I hope the results are more what you're looking for (the middle image is the toonified result). I'd say that this looks better than what ReStyle came up with so it's nice to see that a small change can lead to some improvements on particular inputs. The result is similar to what pSp returned, but I think the results here are more colorful.

Here is the code: encoder_bootstrap_with_psp.txt

P.S. I am not particularly surprised by the results. As we mentioned in the paper, one step of pSp is typically better than one step of ReStyle. Therefore, pSp here seems to provide a better initialization than what we get with ReStyle's FFHQ encoder. I'll consider adding support for both models so people have more flexibility in the initialization.

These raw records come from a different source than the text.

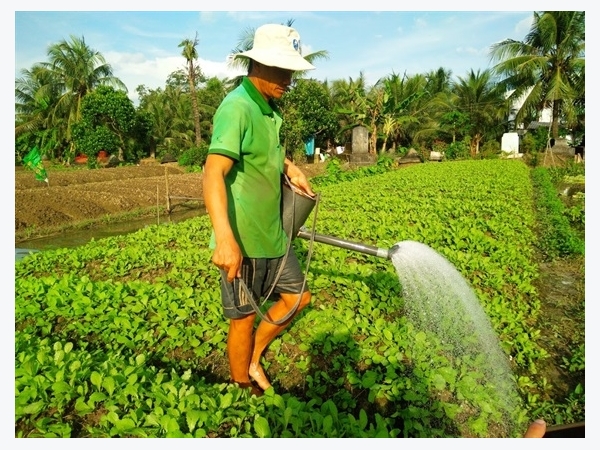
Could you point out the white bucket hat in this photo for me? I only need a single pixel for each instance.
(277, 46)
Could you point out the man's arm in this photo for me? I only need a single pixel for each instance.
(227, 254)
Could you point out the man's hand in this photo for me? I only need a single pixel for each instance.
(297, 177)
(536, 429)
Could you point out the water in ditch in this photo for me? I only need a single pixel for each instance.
(76, 238)
(440, 302)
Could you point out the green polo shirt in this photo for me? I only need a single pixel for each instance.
(246, 129)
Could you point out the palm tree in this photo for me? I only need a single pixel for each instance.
(74, 70)
(481, 99)
(191, 54)
(547, 68)
(35, 96)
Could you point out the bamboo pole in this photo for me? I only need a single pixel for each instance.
(167, 191)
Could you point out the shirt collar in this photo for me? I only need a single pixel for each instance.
(266, 108)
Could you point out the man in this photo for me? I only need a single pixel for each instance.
(242, 194)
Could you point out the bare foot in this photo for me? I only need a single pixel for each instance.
(248, 385)
(257, 373)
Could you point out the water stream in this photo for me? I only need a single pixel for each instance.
(439, 301)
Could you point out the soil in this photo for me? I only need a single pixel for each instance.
(77, 197)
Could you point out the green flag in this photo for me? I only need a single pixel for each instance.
(33, 161)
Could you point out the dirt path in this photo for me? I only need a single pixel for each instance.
(81, 195)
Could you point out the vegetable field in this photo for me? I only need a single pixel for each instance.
(124, 337)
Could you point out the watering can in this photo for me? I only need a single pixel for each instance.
(297, 206)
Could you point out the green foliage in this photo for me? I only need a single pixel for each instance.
(457, 150)
(334, 173)
(121, 337)
(558, 238)
(307, 111)
(194, 156)
(109, 122)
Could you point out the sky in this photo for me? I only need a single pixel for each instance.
(143, 46)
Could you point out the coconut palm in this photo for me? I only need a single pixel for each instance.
(35, 96)
(190, 54)
(546, 69)
(480, 98)
(74, 70)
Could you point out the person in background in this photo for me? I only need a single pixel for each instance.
(242, 194)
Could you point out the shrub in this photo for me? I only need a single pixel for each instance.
(194, 156)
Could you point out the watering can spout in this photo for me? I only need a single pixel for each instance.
(348, 245)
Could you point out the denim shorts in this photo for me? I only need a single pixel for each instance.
(259, 275)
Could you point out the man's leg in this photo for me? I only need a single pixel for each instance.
(266, 332)
(239, 348)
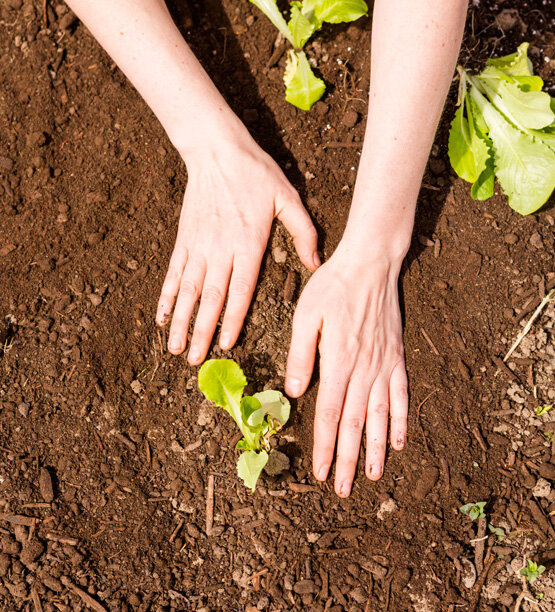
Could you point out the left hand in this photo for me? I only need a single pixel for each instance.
(351, 306)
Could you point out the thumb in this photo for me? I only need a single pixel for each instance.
(297, 222)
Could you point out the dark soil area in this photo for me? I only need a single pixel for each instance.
(108, 452)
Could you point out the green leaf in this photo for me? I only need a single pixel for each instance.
(271, 10)
(524, 166)
(526, 109)
(251, 412)
(303, 89)
(468, 152)
(222, 381)
(300, 26)
(516, 64)
(474, 510)
(275, 405)
(334, 11)
(249, 466)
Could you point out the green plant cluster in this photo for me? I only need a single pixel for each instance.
(302, 87)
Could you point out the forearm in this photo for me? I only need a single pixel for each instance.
(414, 52)
(142, 39)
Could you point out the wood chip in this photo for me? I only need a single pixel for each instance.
(210, 505)
(85, 597)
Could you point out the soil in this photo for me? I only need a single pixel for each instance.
(108, 453)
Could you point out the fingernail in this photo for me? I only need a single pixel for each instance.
(174, 344)
(344, 489)
(294, 386)
(194, 354)
(225, 340)
(316, 259)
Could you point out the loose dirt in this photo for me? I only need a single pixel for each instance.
(107, 449)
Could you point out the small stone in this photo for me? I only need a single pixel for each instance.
(95, 299)
(542, 488)
(536, 240)
(45, 485)
(279, 255)
(304, 587)
(31, 551)
(350, 119)
(278, 462)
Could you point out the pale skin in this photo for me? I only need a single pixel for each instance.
(349, 310)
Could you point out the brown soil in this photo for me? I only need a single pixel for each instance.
(106, 447)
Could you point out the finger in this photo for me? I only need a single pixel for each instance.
(376, 428)
(211, 304)
(307, 323)
(189, 292)
(297, 221)
(331, 395)
(241, 289)
(170, 288)
(351, 427)
(399, 405)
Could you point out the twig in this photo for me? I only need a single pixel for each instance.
(543, 304)
(210, 505)
(86, 598)
(429, 341)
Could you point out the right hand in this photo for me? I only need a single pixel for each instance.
(233, 194)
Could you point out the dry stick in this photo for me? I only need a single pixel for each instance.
(210, 505)
(36, 600)
(543, 304)
(479, 545)
(85, 597)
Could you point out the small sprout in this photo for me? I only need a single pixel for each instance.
(543, 409)
(474, 510)
(258, 417)
(532, 570)
(498, 532)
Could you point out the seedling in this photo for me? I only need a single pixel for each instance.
(474, 510)
(532, 570)
(543, 409)
(504, 128)
(258, 417)
(498, 532)
(302, 87)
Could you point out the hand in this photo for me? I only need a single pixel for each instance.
(231, 199)
(352, 303)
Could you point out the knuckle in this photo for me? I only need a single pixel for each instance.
(353, 423)
(239, 287)
(189, 288)
(212, 295)
(330, 416)
(380, 410)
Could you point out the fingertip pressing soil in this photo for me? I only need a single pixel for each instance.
(106, 445)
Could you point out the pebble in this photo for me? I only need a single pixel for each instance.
(279, 255)
(45, 485)
(536, 240)
(350, 119)
(303, 587)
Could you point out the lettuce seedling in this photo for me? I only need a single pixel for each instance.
(504, 128)
(302, 87)
(474, 510)
(258, 417)
(532, 570)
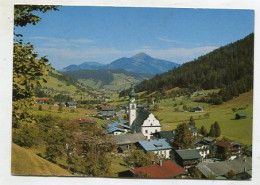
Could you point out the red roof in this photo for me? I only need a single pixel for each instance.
(83, 120)
(167, 170)
(223, 143)
(42, 99)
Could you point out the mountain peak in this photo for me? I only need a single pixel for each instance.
(141, 55)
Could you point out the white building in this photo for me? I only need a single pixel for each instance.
(150, 125)
(142, 121)
(158, 146)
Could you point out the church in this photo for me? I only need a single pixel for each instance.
(141, 120)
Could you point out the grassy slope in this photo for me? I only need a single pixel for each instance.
(25, 162)
(79, 112)
(240, 130)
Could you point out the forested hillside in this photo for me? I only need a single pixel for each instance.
(229, 67)
(107, 79)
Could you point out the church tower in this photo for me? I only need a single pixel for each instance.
(132, 106)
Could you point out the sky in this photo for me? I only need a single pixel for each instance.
(77, 34)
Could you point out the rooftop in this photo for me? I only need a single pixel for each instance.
(188, 154)
(168, 169)
(155, 144)
(128, 138)
(239, 165)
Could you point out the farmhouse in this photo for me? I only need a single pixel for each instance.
(227, 150)
(71, 105)
(107, 111)
(83, 121)
(203, 148)
(141, 120)
(196, 109)
(241, 166)
(240, 116)
(42, 100)
(193, 129)
(115, 127)
(159, 146)
(168, 135)
(187, 158)
(125, 141)
(165, 169)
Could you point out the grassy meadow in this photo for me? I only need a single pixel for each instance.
(238, 130)
(26, 162)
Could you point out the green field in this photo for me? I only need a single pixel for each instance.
(239, 130)
(79, 112)
(26, 162)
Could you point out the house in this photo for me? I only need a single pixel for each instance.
(168, 135)
(116, 128)
(187, 158)
(196, 109)
(84, 121)
(240, 116)
(107, 111)
(203, 148)
(227, 150)
(125, 141)
(165, 169)
(42, 100)
(193, 129)
(241, 166)
(141, 120)
(158, 146)
(72, 105)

qo4on commented 3 years ago

(the middle image is the toonified result). I'd say that this looks better than what ReStyle came up with

I think it depends on the input. I tried psp (psp_ffhq_toonify), restyle (restyle_psp_ffhq_encode, restyle_psp_toonify) and restyle with psp (psp_ffhq_encode, restyle_psp_toonify) on the same input. psp and restyle with psp sometimes generate horrible results. Most often restyle does better but it has a reddish spot that leads to different eyes colors. Does anybody know a better solution for face toonification?